ポンッと大きな手が、オレンジ色の頭を撫で、いつの間にか神楽の涙は渇いていた。

無論、地面のシミも。

「っつー事で土方」
「…は?」
「毎晩の電話はナシの方向でシクヨロ」
「…はァ!?」

銀時の後ろに立っていた土方は、突然つき付けられた言葉に驚き瞳孔を開いた。
(いつも以上に)

「コールでコイツ、やっぱ起きちまうみたいだからよ」
「あー…そう、だな」
「レディに夜更かしは大敵ネ」
「悪ぃ…」
「だから、来いヨ」
「え?」
「銀ちゃんに会いたくなったら万事屋に来るヨロシ」
「だって。土方」

「「ただし、手土産持って来いよ(ヨ)」」
ニィッと笑う二人の万事屋を見て、土方はカチッとライターを捻り、タバコに火をつけた。
ふぅ〜、と、吐いた煙が風に乗って昇っていく。

「総悟、見回り行くぞ」
「は?」
頓狂な総悟の声には答えず、くるりと背中を向け、
「期待、しとけ」
土方は、タバコを挟んだ右手を高く上げた。




「なにニヤついてんですかィ」
「テメェもな」
「俺は別に…ッ。…でも、お陰で少しわかりやした」
「何が」
「万事屋の、攻略法」

ぽとり。

火の付いたタバコが足元に落ちる。

「テ、テメェまさか」
「は?」
「まさか…ッ…万事屋は、銀時は渡さねぇからなァ!!」
「何気持ち悪ぃ勘違いしてるんですかィ!そっちじゃねぇでさ!」
「…え?」
「…あ」
「お、お前…」
「俺ァ、年上には興味ありません。
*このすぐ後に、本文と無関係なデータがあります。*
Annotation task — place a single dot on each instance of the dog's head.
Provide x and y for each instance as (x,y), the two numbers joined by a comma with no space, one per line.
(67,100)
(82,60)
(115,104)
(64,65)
安心して下せぇ」

ぷっとそっぽを向いた総悟の横で、土方の瞳孔がまた開いた。
(いつも以上に)

「お、おまっ…おまおま、お前まさか、あの冴えねぇメガネに――」

ガチャッ
ドゴォォォォォン!!


「なんだぁ?今の音」
振り向いた肩越しにモクモクと煙が上がっていた。
そんな事などまるで気にも留めず、神楽はぴょんぴょんと跳ねるように銀時の隣を並んで歩く。

「ね、銀ちゃん」
「んぁ?」
「晩ごはん、すき焼きがいいネ」
「あー…土方に高級和牛でも頼んどくか」
「乳臭い味に興味ないアル。豚肉がいいネ!」
「んだよ〜。すき焼きつったら普通牛肉だろうが」
「私がいる間は豚肉よ。だから、ずーっと万事屋のすき焼きは、豚肉!」

ぎゅっと大きな手を握って、神楽が下からにこっと笑った。
「へいへい」
ぼりぼりと頭を掻く銀時は、気だるそうな瞳を空へと向けて、だが、口元は微かに緩んでいる。
いつもと変わらない。
何も、変わらない。

土方という新しい存在が追加されても、この笑顔はきっとずっと変わらない。

神楽も、銀時も。
おそらく、万事屋で待ちぼうけを食らっている1人と1匹も。

「野菜だけ買って帰ぇるか」
「酢昆布も忘れんなヨ」
「それは野菜じゃねぇ、海草だろ」
「ケチケチすんなヨ!」

あとしばらく。
もう少し。

このぬるま湯の中で。

温まった体が、巣立つその日まで。

-----------
[END]
拍手有難うございました(〃ω〃)
2013.5.25 空知センセ、はぴばー!!
たくみ(改名)[END]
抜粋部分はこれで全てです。